これはSierraでも同様のため、Yosemite以下のOSからSierraへアップグレードを行うユーザーはHomebrewなどパッケージやバイナリの取扱に注意してください。
- HomebrewはEl Capitanへアップグレードする前に入れておく – Qiita
- OS X 10.11 El Capitan: The Ars Technica Review – Ars Technica
iCloud
SierraおよびiOS 10ではContinuityの機能が強化され、iCloud Drive経由で「デスクトップ」および「書類」フォルダ内のファイルを同期できるようになりますが、アップグレード途中にこの機能を利用するかの案内が表示されます。
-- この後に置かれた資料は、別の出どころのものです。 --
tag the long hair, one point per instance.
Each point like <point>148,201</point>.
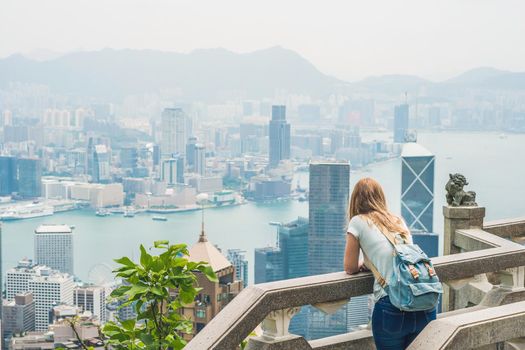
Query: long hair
<point>368,200</point>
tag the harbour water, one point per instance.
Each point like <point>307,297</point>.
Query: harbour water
<point>494,166</point>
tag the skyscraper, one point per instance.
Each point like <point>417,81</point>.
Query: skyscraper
<point>417,187</point>
<point>54,247</point>
<point>172,170</point>
<point>238,259</point>
<point>93,299</point>
<point>400,122</point>
<point>29,177</point>
<point>200,159</point>
<point>18,315</point>
<point>174,131</point>
<point>328,203</point>
<point>50,288</point>
<point>279,136</point>
<point>8,176</point>
<point>101,160</point>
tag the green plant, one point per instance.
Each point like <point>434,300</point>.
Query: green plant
<point>156,287</point>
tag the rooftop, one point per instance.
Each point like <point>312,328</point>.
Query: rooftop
<point>413,149</point>
<point>52,228</point>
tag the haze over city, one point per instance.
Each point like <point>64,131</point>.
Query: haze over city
<point>208,174</point>
<point>350,40</point>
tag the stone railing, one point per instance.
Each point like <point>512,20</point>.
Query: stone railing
<point>484,269</point>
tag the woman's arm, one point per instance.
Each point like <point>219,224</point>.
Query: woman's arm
<point>351,261</point>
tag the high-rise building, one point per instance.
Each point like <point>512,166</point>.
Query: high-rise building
<point>238,259</point>
<point>29,177</point>
<point>18,315</point>
<point>190,153</point>
<point>93,299</point>
<point>172,170</point>
<point>49,289</point>
<point>417,187</point>
<point>8,176</point>
<point>214,296</point>
<point>279,131</point>
<point>328,205</point>
<point>269,265</point>
<point>54,247</point>
<point>200,159</point>
<point>400,123</point>
<point>129,157</point>
<point>174,131</point>
<point>17,278</point>
<point>101,167</point>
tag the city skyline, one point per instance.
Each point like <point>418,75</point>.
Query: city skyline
<point>346,22</point>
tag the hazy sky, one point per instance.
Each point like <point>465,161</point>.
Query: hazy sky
<point>349,39</point>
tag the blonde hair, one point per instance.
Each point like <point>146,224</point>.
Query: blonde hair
<point>368,200</point>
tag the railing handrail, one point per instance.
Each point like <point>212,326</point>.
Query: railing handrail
<point>242,315</point>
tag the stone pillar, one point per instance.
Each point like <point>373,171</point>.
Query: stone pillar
<point>457,218</point>
<point>275,333</point>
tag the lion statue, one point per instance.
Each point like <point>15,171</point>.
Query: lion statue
<point>456,197</point>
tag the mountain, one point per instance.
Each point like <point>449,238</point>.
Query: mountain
<point>201,74</point>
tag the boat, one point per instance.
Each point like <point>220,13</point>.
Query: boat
<point>28,211</point>
<point>129,213</point>
<point>102,212</point>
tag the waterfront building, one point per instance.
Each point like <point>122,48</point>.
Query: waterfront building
<point>328,205</point>
<point>129,157</point>
<point>190,153</point>
<point>8,176</point>
<point>268,264</point>
<point>54,247</point>
<point>417,187</point>
<point>400,122</point>
<point>18,315</point>
<point>50,288</point>
<point>17,278</point>
<point>101,167</point>
<point>174,131</point>
<point>214,296</point>
<point>29,177</point>
<point>172,170</point>
<point>200,159</point>
<point>279,131</point>
<point>238,259</point>
<point>93,299</point>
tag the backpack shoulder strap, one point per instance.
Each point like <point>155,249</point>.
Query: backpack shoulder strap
<point>375,272</point>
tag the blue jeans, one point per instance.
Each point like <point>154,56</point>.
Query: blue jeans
<point>394,329</point>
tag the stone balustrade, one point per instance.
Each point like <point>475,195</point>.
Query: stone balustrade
<point>485,268</point>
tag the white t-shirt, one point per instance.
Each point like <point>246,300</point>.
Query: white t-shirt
<point>376,247</point>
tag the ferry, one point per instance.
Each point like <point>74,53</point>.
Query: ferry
<point>129,213</point>
<point>28,211</point>
<point>102,212</point>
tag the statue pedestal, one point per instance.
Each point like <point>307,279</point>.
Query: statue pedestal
<point>457,218</point>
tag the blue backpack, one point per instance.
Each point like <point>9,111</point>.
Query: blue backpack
<point>413,285</point>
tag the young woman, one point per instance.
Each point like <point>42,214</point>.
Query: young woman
<point>369,221</point>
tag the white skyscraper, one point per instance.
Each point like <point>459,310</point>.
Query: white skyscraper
<point>174,131</point>
<point>50,288</point>
<point>17,278</point>
<point>54,247</point>
<point>200,159</point>
<point>93,299</point>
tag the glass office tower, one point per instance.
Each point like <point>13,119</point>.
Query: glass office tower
<point>417,187</point>
<point>328,203</point>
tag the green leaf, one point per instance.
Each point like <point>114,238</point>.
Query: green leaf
<point>125,261</point>
<point>145,258</point>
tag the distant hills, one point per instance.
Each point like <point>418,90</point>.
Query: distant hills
<point>218,74</point>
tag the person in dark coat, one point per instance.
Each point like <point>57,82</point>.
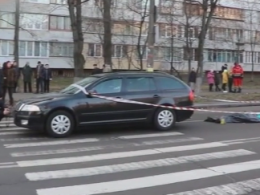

この機能を理解せずONにしてしまうと、デスクトップに散らばったファイルや書類フォルダ内に保存されている仮想マシンなどの巨大なファイルがiCloud上へアップデートされてしまうので、この機能はデスクトップや書類フォルダを整理してから利用する事をお勧めします。
アプリの対応
WWDC 2016でmacOS SierraのBeta版が公開されて以来、多くのアプリがSierraに対応したアップデートを提供していますが、現在もまだキーボードカスタマイズツール「Karabiner」やセキュリティアプリ「ESET」、PFUのScanSnap、KORG製品などが動作確認が取れていない、
◆重要なお知らせ◆
macOS Sierraでの動作検証において重要な問題が検出されております。下記より詳細をご確認いただけますよう、お願い申し上げます。https://t.co/9Yq4gTExaY
ご不便をおかけしますが、どうぞよろしくお願いいたします。#scansnap— PFUダイレクトショップ (@PFU_Direct) 2016年9月15日
【お知らせ】1週間後にリリースが予定されているmacOS Sierraへの弊社製品の対応状況ですが、現在、動作検証中です。ご迷惑をおかけしますが、動作確認済みのご案内まで、今しばらくお待ちください。https://t.co/m4xLwmT3bV #korg
— KORG (@korg_inc) 2016年9月14日
または不具合があるとしてアップグレードを控えるように通知しているので、仕事なので必要なアプリや機材がある方は公式サイトおよびRoaringAppsなどのWebサイトで情報を集めてみてください。
この他にも毎年問題になっているプリンタードライバーの対応状況などがまだ出ていないため、Sierraへアップグレードする方は必ずTime Machineでバックアップを取ってからアップグレードを行うことをお勧めします。